If a program relies on a bug fix in libfoo-1.2.6 then it can check that >'latest-1.2.x' points to that version or later, and force a refresh if not.

Why did you write a new kernel module? What's wrong with CODA, UserVFS, etc?

Fully user-space filesystems are really, really slow. Fine for accessing a remote FTP site, but you wouldn't want to run all your applications that way. Every file read involves a context switch to another process and back!

CODA is better (and was used for prototyping), but it's still slower than lazyfs (double context switch on every open/close) and buggy. Also, if the user-space helper crashes, all your applications stop working and you probably have to reboot. If the user-space helper in Zero Install crashes, you just can't download any new stuff until you restart it, but everything else continues to work.

Why is it written in C?

Actually, this isn't a FAQ, but it should be. Zero Install itself is fairly security-critical (it doesn't run as root or accept incoming connections, but an exploit would allow a local attacker to trojan other users' software). It isn't speed critical, however; it only gets invoked when something isn't in the cache, in which case it has to do a network fetch anyway. Given C's lack of buffer-overflow checking, it seems a poor choice of language.

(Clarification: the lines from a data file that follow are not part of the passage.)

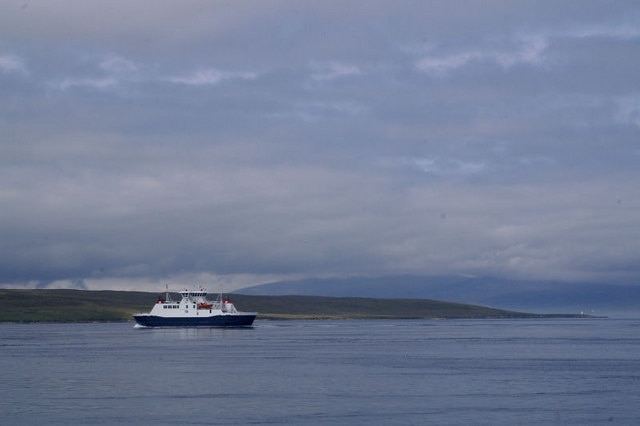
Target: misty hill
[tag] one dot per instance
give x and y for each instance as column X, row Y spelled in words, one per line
column 545, row 296
column 83, row 305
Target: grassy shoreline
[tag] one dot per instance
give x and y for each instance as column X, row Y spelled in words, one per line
column 29, row 306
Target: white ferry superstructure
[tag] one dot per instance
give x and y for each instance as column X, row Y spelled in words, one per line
column 194, row 310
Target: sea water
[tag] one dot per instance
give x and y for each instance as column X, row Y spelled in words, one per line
column 416, row 372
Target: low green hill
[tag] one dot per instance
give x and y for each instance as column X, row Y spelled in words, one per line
column 85, row 306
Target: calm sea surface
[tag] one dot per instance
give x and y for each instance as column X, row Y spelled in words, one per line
column 448, row 372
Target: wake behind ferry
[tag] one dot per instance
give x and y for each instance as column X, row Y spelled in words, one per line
column 194, row 310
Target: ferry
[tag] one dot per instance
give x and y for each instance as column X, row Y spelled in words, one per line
column 194, row 310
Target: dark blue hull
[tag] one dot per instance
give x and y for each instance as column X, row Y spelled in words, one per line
column 242, row 320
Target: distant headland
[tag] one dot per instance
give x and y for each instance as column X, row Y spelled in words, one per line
column 64, row 305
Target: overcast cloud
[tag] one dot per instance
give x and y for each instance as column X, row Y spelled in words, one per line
column 145, row 142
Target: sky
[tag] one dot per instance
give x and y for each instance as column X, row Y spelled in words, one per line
column 233, row 143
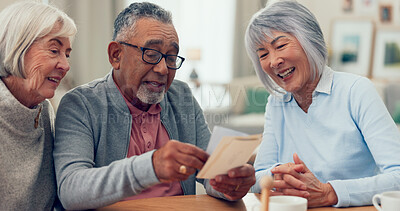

I actually looked at quite a few languages. The problem is that I wanted it to be runnable from a boot floppy, which means the binary has to be small. And, incredibly, there seems to be no decent language capable of producing small stand-alone binaries. I thought C was bloated when I couldn't get "Hello World" under about 700 bytes (and the naive implementation is closer to 3K), but most languages can't seem to manage under a meg for the same thing. Python's great, of course, but it needs a huge runtime (likewise for Java, etc). The best language I could see for this was the D Programming Language (which still manages a ridiculous 60K for a program that does nothing), but expecting people to install a D compiler isn't going to help adoption, and it's not portable (or rather, D code is, but the compiler isn't yet).

The solution may be to have two implementations of zero-install; one written in C to be small for boot-strapping, and one written in Python/D/scheme/whatever for larger systems.

What was the inspiration for Zero Install?

Several things. CODA and wwwoffle for showing that caching network filesystems can still work when off-line. The W3C for using URIs for namespaces. Not Java Web Start, Konvalo or D. J. Bernstein's slashpackage though, because I had never heard of them when I started the project.